Introduction to Distribution Theory

Probability theory

Bongani Ncube

2023-11-29

Probability concepts

The probability of an event (E) is the number of ways event E can occur divided by the total number of probable outcomes. We live in a world where decision making is based on conditions of uncertainty. It is therefore important to know the chance of a particular event occurring to aid decision making.

Probability laws

Here are three rules that come up all the time.

Non-mutually exclusive events

\(Pr(A \cup B) = Pr(A)+Pr(B) - Pr(A \cap B)\).

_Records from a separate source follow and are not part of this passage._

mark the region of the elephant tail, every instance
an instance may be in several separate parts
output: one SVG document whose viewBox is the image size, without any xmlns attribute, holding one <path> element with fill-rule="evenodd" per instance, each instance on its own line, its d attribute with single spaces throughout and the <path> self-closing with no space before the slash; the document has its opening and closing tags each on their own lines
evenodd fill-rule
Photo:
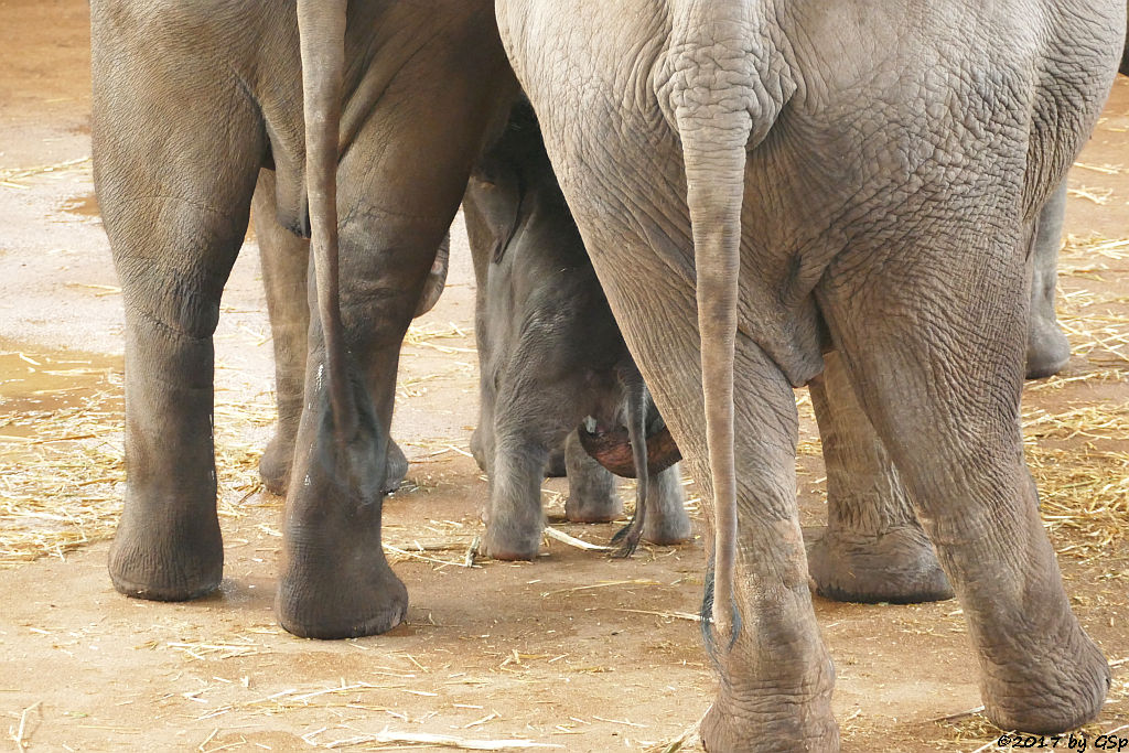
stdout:
<svg viewBox="0 0 1129 753">
<path fill-rule="evenodd" d="M 689 99 L 689 98 L 688 98 Z M 752 131 L 745 111 L 719 115 L 704 106 L 675 112 L 686 173 L 686 204 L 694 244 L 698 331 L 701 338 L 706 441 L 714 487 L 714 628 L 734 632 L 737 557 L 737 473 L 733 371 L 741 272 L 741 207 L 745 150 Z"/>
<path fill-rule="evenodd" d="M 325 383 L 334 432 L 341 444 L 357 431 L 357 410 L 345 374 L 338 279 L 338 133 L 344 78 L 345 7 L 344 0 L 298 0 L 314 281 L 325 342 Z"/>
</svg>

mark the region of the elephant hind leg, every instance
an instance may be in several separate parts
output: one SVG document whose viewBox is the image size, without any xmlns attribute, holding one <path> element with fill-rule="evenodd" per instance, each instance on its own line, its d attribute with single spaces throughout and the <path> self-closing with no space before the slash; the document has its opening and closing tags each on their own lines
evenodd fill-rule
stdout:
<svg viewBox="0 0 1129 753">
<path fill-rule="evenodd" d="M 264 137 L 242 103 L 220 107 L 204 85 L 154 93 L 139 70 L 95 72 L 98 202 L 125 305 L 128 479 L 110 573 L 129 596 L 181 601 L 222 575 L 212 333 Z"/>
<path fill-rule="evenodd" d="M 905 488 L 837 352 L 808 389 L 828 475 L 828 527 L 807 553 L 816 593 L 840 602 L 953 597 Z"/>
<path fill-rule="evenodd" d="M 961 601 L 989 718 L 1061 732 L 1099 712 L 1109 667 L 1070 611 L 1023 462 L 1019 233 L 1005 246 L 965 221 L 885 239 L 901 263 L 840 270 L 821 306 Z"/>
</svg>

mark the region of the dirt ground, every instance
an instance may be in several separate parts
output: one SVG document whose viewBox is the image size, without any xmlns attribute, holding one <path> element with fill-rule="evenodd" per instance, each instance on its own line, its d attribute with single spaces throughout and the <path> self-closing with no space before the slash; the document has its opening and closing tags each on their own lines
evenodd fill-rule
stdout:
<svg viewBox="0 0 1129 753">
<path fill-rule="evenodd" d="M 0 0 L 0 729 L 17 750 L 411 747 L 411 735 L 645 750 L 704 712 L 700 541 L 607 560 L 546 541 L 535 563 L 464 555 L 485 483 L 473 275 L 461 227 L 437 308 L 402 360 L 394 435 L 412 466 L 387 500 L 406 624 L 300 640 L 275 623 L 281 500 L 259 489 L 272 367 L 248 240 L 217 334 L 226 578 L 189 604 L 126 599 L 105 570 L 122 491 L 122 310 L 90 178 L 88 5 Z M 1129 81 L 1071 173 L 1061 306 L 1075 358 L 1025 395 L 1029 450 L 1074 607 L 1114 665 L 1102 717 L 1129 725 Z M 1106 239 L 1106 240 L 1102 240 Z M 1110 240 L 1112 239 L 1112 240 Z M 806 401 L 803 393 L 802 402 Z M 823 519 L 809 410 L 799 459 L 806 531 Z M 1073 475 L 1070 475 L 1073 474 Z M 551 524 L 603 543 L 615 525 Z M 690 487 L 691 496 L 693 487 Z M 694 511 L 701 526 L 701 518 Z M 987 751 L 975 662 L 953 602 L 815 598 L 838 669 L 843 750 Z M 392 742 L 380 742 L 380 735 Z M 1118 733 L 1129 737 L 1129 729 Z"/>
</svg>

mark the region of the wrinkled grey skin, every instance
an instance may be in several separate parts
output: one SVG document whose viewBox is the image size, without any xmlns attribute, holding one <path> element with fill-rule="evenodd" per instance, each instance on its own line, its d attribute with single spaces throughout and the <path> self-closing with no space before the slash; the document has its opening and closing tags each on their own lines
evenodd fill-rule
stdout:
<svg viewBox="0 0 1129 753">
<path fill-rule="evenodd" d="M 1129 43 L 1121 54 L 1118 71 L 1129 76 Z M 1066 214 L 1066 182 L 1051 194 L 1039 216 L 1034 239 L 1034 274 L 1031 282 L 1031 332 L 1027 340 L 1027 378 L 1040 379 L 1058 374 L 1070 360 L 1070 344 L 1054 315 L 1054 287 L 1058 284 L 1058 252 L 1062 244 Z"/>
<path fill-rule="evenodd" d="M 481 374 L 471 447 L 490 478 L 483 549 L 531 560 L 541 545 L 541 482 L 554 448 L 566 447 L 568 519 L 606 522 L 623 513 L 612 474 L 587 457 L 576 427 L 589 415 L 605 426 L 642 421 L 645 387 L 527 103 L 515 107 L 471 174 L 463 212 L 478 283 Z M 637 401 L 628 397 L 633 388 Z M 636 513 L 641 528 L 632 532 L 659 544 L 689 539 L 677 464 L 645 481 Z M 627 537 L 624 554 L 638 543 Z"/>
<path fill-rule="evenodd" d="M 1070 360 L 1070 343 L 1058 325 L 1054 288 L 1058 286 L 1058 252 L 1066 216 L 1066 182 L 1039 213 L 1031 273 L 1031 322 L 1027 331 L 1027 378 L 1058 374 Z"/>
<path fill-rule="evenodd" d="M 1101 112 L 1123 3 L 497 8 L 611 308 L 707 488 L 708 750 L 838 748 L 794 470 L 793 388 L 829 350 L 961 601 L 988 716 L 1092 719 L 1109 666 L 1070 611 L 1018 409 L 1031 236 Z"/>
<path fill-rule="evenodd" d="M 341 208 L 342 359 L 326 366 L 313 317 L 277 604 L 285 628 L 318 638 L 403 619 L 380 549 L 400 343 L 516 91 L 484 0 L 353 3 L 348 24 L 340 164 L 338 130 L 317 140 Z M 298 231 L 305 194 L 320 211 L 326 196 L 304 169 L 296 8 L 95 0 L 91 33 L 95 181 L 126 313 L 128 488 L 110 572 L 130 596 L 193 598 L 222 575 L 211 338 L 252 194 L 273 168 L 278 224 Z M 322 36 L 309 41 L 331 49 Z M 351 410 L 333 410 L 332 384 Z"/>
<path fill-rule="evenodd" d="M 274 345 L 274 394 L 278 401 L 279 422 L 262 458 L 259 472 L 266 489 L 273 494 L 286 494 L 294 462 L 295 439 L 301 419 L 305 394 L 307 333 L 309 305 L 306 272 L 309 266 L 309 240 L 301 238 L 278 222 L 274 170 L 262 170 L 255 196 L 251 202 L 251 217 L 255 225 L 260 259 L 263 268 L 263 287 L 266 308 L 271 318 L 271 339 Z M 447 280 L 450 259 L 450 238 L 444 237 L 435 263 L 423 283 L 423 292 L 414 315 L 422 316 L 439 300 Z M 380 387 L 370 385 L 369 391 Z M 385 459 L 385 479 L 382 490 L 394 491 L 408 474 L 408 458 L 400 446 L 388 439 Z"/>
</svg>

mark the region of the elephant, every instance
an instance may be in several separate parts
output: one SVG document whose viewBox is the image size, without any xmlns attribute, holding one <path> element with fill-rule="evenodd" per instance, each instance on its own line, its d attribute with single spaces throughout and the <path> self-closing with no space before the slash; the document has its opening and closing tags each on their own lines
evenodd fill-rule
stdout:
<svg viewBox="0 0 1129 753">
<path fill-rule="evenodd" d="M 1123 3 L 496 8 L 704 487 L 707 748 L 839 746 L 794 466 L 793 391 L 832 351 L 960 599 L 988 717 L 1036 733 L 1094 718 L 1110 669 L 1070 610 L 1018 410 L 1034 227 L 1112 84 Z"/>
<path fill-rule="evenodd" d="M 309 306 L 306 273 L 309 266 L 309 240 L 278 222 L 274 172 L 259 174 L 252 199 L 251 218 L 259 240 L 263 287 L 271 321 L 274 350 L 274 394 L 278 427 L 259 462 L 263 484 L 272 494 L 285 496 L 290 482 L 298 422 L 301 419 L 305 387 Z M 427 314 L 438 303 L 447 281 L 450 263 L 450 236 L 444 237 L 423 283 L 414 315 Z M 387 375 L 392 376 L 392 375 Z M 387 378 L 387 377 L 386 377 Z M 385 459 L 382 491 L 395 491 L 408 474 L 408 458 L 391 437 Z"/>
<path fill-rule="evenodd" d="M 537 555 L 541 481 L 552 450 L 564 447 L 574 522 L 619 517 L 614 478 L 581 446 L 592 417 L 627 426 L 640 450 L 644 422 L 660 422 L 596 280 L 557 185 L 536 119 L 519 100 L 480 158 L 463 196 L 478 284 L 475 338 L 479 426 L 471 447 L 489 474 L 483 550 L 496 559 Z M 566 441 L 567 438 L 567 441 Z M 665 459 L 665 458 L 664 458 Z M 691 535 L 677 463 L 636 457 L 637 505 L 620 555 L 640 536 L 673 544 Z M 647 472 L 648 464 L 651 469 Z"/>
<path fill-rule="evenodd" d="M 300 483 L 288 489 L 275 604 L 287 630 L 315 638 L 383 632 L 406 611 L 380 546 L 400 344 L 517 91 L 488 0 L 339 10 L 338 45 L 322 47 L 342 72 L 320 88 L 303 82 L 327 64 L 304 49 L 323 35 L 305 0 L 90 8 L 95 185 L 126 319 L 128 481 L 111 579 L 161 601 L 220 583 L 212 333 L 256 183 L 273 184 L 259 208 L 313 235 L 312 305 L 334 304 L 310 317 L 308 352 L 295 357 Z M 326 99 L 340 119 L 307 129 L 306 106 Z M 342 211 L 333 255 L 312 219 L 327 200 Z"/>
<path fill-rule="evenodd" d="M 1129 6 L 1127 6 L 1129 7 Z M 1127 29 L 1129 38 L 1129 29 Z M 1118 72 L 1129 76 L 1129 41 L 1121 54 Z M 1034 277 L 1031 284 L 1031 330 L 1027 339 L 1027 378 L 1040 379 L 1058 374 L 1070 359 L 1070 343 L 1054 315 L 1054 287 L 1058 283 L 1058 249 L 1062 242 L 1067 185 L 1051 194 L 1039 216 L 1034 246 Z"/>
</svg>

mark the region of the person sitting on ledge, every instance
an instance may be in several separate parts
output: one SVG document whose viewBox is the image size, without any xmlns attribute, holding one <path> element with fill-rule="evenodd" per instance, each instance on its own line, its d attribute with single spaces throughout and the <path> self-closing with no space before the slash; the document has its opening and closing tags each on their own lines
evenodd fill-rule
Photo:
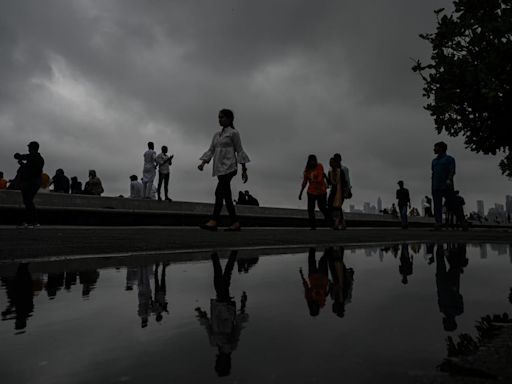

This rule generalizes to \(Pr(A \cup B \cup C)=Pr(A)+Pr(B)+Pr(C)-Pr(A \cap B)-Pr(A \cap C)-Pr(B \cap C)+Pr(A \cap B \cap C)\).

Conditional probability

\(Pr(A|B) = \frac{P(A \cap B)}{P(B)}\)
If A and B are independent, \(Pr(A \cap B) = Pr(A)Pr(B)\), and \(Pr(A|B)=Pr(A)\).

Discrete distributions

A discrete random variable \(X\) is described by its probability mass function \(f(x) = P(X = x)\). The set of \(x\) values for which \(f(x) > 0\) is called the support. If the distribution depends on unknown parameter(s) \(\theta\) we write it as \(f(x; \theta)\) (frequentist) or \(f(x | \theta)\) (Bayesian).

Bernoulli distribution

Context: A single trial with two outcomes, success/failure

\(X \sim \text{Bern}(p)\) with \(p\) probability of having a success

x	\(P(X=x)\)
1	\(p\)
0	\(1-p\)

Example: \(X\) is the random variable being born a female

Ten Bernoulli trials with \(p=0.5\)

Summary: Bernoulli distribution

notation: \(X \sim \text{Bern}(p)\)
range: discrete, \(x = 0, 1\)
distribution: \(P(X=x) = p^x (1-p)^{1-x}\)
parameters: \(p\) is the probability of success
mean: \(E(X) = \pi\)
variance: \(Var(X) = \pi(1 - \pi)\)

Binomial distribution

If \(X\) is the count of successful events in \(n\) identical and independent Bernoulli trials of success probability \(\pi\), then \(X\) is a random variable with a binomial distribution \(X \sim Bin(n,\pi)\)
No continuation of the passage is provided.